Celebrating World Telecommunication and Information Society Day

We, the representatives of the peoples of the world, . . . declare our common desire and commitment to build a people-centered, inclusive and development-oriented Information Society, where everyone can create, access, utilize and share information and knowledge, enabling individuals, communities and peoples to achieve their full potential in promoting their sustainable development and improving their quality of life, premised on the purposes and principles of the Charter of the United Nations and respecting fully and upholding the Universal Declaration of Human Rights.

-Declaration of Principles, United Nations World Summit on the Information Society

Yesterday, May 17, was World Telecommunication and Information Society Day (WTISD), which recognizes the power of the Internet and other information and communication technologies (ICTs) to improve society by expanding access to information and knowledge. This is key to our mission in the Office of Science and Technology Policy, where we work every day to leverage technology to share information and meet the needs of the public. The global community’s dedication to building a worldwide Information Society only continues to grow, based in large part on the Declaration of Principles and Tunis Commitment from the 2003-2005 United Nations World Summit on the Information Society, both of which were negotiated and supported by the United States. 

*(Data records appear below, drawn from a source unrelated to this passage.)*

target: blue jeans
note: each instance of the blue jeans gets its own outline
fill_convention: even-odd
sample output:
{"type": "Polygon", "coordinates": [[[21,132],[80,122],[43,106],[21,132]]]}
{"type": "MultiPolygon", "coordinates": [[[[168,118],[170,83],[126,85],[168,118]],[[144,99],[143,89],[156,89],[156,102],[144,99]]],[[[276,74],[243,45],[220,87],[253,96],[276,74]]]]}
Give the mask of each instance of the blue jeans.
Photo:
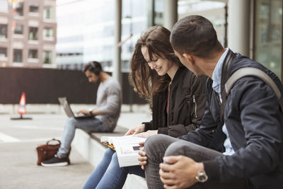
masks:
{"type": "Polygon", "coordinates": [[[129,173],[145,178],[144,171],[140,166],[119,167],[116,152],[108,149],[83,189],[122,188],[129,173]]]}
{"type": "Polygon", "coordinates": [[[75,135],[76,129],[81,129],[86,132],[107,132],[103,122],[96,118],[68,118],[66,122],[63,134],[61,139],[60,148],[58,150],[57,156],[66,157],[70,149],[71,143],[75,135]]]}

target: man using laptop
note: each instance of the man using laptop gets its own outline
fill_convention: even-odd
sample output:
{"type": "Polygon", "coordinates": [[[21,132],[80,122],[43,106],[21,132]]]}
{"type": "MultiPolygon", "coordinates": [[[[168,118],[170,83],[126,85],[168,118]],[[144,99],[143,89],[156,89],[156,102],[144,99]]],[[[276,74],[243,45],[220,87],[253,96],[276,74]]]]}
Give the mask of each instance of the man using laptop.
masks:
{"type": "Polygon", "coordinates": [[[44,161],[44,166],[67,166],[70,164],[69,154],[76,129],[87,132],[112,132],[118,120],[122,103],[122,92],[119,82],[102,70],[101,64],[91,62],[83,68],[88,81],[100,82],[96,98],[96,108],[81,110],[78,114],[93,115],[92,118],[68,118],[61,139],[61,146],[57,154],[44,161]]]}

The U.S. has a proud history of supporting the growth and adoption of ICTs: a history that dates back centuries, to the establishment of the Nation itself. The Founding Fathers, when drafting the U.S. Constitution and the country’s early laws, faced significant information policy and access challenges. They had helped to establish a new democracy—with a government of the people, by the people, and for the people—in a country in which people were widely dispersed, and often undereducated. As a result, our Nation’s first leaders worked to create mechanisms for communicating and disseminating information in order to promote trade and economic development, and to help individuals obtain the information and skills necessary to participate meaningfully in their own governance. As President and “Father of the Constitution” James Madison once said, “A popular government without popular information or the means of acquiring it is but a prologue to a farce, or a tragedy, or both.”

Of course, access to government information is just as vital to nations with highly-developed technological and industrial capacities as it was to the colonial United States. Governments today create vast amounts of information with economic and social value, including but not limited to consumer information, statistical compilations, and information for academic and scientific uses. Recognition of these beneficial applications is one of the many reasons the Administration continues to support strong open-access policies, such as our efforts to increase access to the results of Federally-funded scientific research and to make open and machine-readable the new default for government information. It’s also why the Administration is working to expand student access to next-generation broadband and modern technology in the classroom through efforts such as the ConnectED initiative.

From the colonial era to the Internet age, the United States has a long cultural and social history of supporting and encouraging public access to information: an attitude that is closely linked with our constitutional and statutory guarantees of freedom of expression, freedom of the press, transparent governance, and democracy. We hope you will join us in celebrating WTISD and join in our efforts to expand access to information and new, innovative technologies in order to better our Nation and our world.

Nancy E. Weiss is Senior Advisor to the Chief Technology Officer at the White House Office of Science and Technology Policy.